If WTI can hold above $67.18 today it will mark the 2nd straight week of gains after 7 consecutive weekly losses. The net gain so far in the past 2 weeks is less than $1/barrel however, so it’s not exactly a resounding victory for the bulls.
RBOB futures have been holding above the 200 day moving average on the continuous chart for most of the week which sets up a test of the March high just below $2.25if they can continue to stay north of that support layer. If the March high is broken, there’s another 25 cents of upside potential on the charts, while a failure continues to suggest we could see sub $2 gasoline later this summer.
A new round of sanctions to try and squeeze Iran and block a Chinese refinery loophole got credit for some of the market’s strength the past couple of days, although with the swirling headlines of tariffs, sanctions, war and peace it’s pretty easy to just pick one that fits whichever way the market happens to be moving that day.

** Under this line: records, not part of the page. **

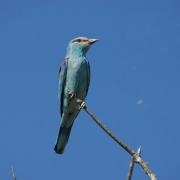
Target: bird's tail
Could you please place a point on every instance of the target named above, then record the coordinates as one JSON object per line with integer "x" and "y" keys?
{"x": 62, "y": 140}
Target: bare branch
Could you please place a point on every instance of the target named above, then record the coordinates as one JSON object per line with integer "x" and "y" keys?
{"x": 131, "y": 165}
{"x": 131, "y": 168}
{"x": 136, "y": 156}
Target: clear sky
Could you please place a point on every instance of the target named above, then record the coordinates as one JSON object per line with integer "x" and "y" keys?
{"x": 134, "y": 90}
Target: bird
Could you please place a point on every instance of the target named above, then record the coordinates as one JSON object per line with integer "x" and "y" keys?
{"x": 74, "y": 80}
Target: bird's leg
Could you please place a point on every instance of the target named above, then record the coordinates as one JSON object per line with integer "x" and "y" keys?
{"x": 81, "y": 103}
{"x": 71, "y": 94}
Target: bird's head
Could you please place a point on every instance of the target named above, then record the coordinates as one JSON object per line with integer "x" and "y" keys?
{"x": 80, "y": 45}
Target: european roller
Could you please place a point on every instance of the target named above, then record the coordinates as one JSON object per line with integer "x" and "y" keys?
{"x": 74, "y": 82}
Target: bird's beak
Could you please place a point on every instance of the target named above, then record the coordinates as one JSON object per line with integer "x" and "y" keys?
{"x": 92, "y": 41}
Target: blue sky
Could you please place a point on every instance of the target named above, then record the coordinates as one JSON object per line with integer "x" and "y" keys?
{"x": 136, "y": 60}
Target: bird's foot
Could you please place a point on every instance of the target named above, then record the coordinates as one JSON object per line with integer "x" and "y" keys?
{"x": 81, "y": 103}
{"x": 71, "y": 94}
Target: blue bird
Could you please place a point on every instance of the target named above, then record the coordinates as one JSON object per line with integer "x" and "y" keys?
{"x": 74, "y": 82}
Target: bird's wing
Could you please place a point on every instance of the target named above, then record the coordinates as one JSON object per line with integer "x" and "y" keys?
{"x": 88, "y": 76}
{"x": 62, "y": 80}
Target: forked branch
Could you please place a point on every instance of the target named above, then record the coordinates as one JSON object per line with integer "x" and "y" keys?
{"x": 135, "y": 155}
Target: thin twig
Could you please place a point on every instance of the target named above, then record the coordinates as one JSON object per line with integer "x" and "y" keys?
{"x": 13, "y": 173}
{"x": 136, "y": 156}
{"x": 131, "y": 168}
{"x": 131, "y": 165}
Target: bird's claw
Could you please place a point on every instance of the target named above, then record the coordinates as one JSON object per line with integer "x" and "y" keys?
{"x": 71, "y": 94}
{"x": 81, "y": 103}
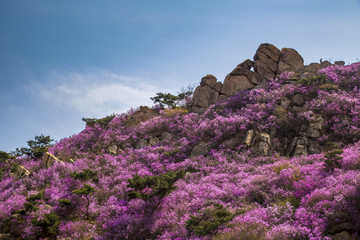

OPEC announced a new plan Thursday for the countries that have overproduced their quotas (AKA cheated) to compensate via additional output reductions over the next 15 months. Iraq was the biggest offender who now promised to withhold an average of 120mb/day through June of next year, while Russia and Kazakhstan combined promised to withhold a similar amount. No word on what version of a “pinky swear” the cartel members used this time around to prevent them from continuing to cheat one another.
Numerous shippers along the Colonial pipeline have been protesting a new plan proposed in February that would change RVP requirements and eliminate fungible shipments of M and V grade products (87 and 93 octane conventional, non-ethanol) and replace them with segregated batches. The pipeline says these products have declined dramatically due to the renewable fuel standard and they complicate the logistics of moving gasoline products on the line. The protesters which now include just about every major oil company and shipper, suggest Colonial is trying to front run their customers by creating a monopoly on butane blending along their system rather than allowing that blending to be done at the origin points as has been done for decades. Colonial’s original filing and a sample of the protests are attached.
It’s clear that Colonial is expecting this issue to take a while to make it through the FERC protest process as they recently broke out their latest Product Loss Allowance price increase from the other parts of the tariff under protest so that their entire plan wouldn’t be delayed. One of Colonial’s arguments has been that the new policy will increase capacity on its main gasoline segment (Line 1) which is perpetually allocated, even though values to lease space on that line have been negative for most of the past year.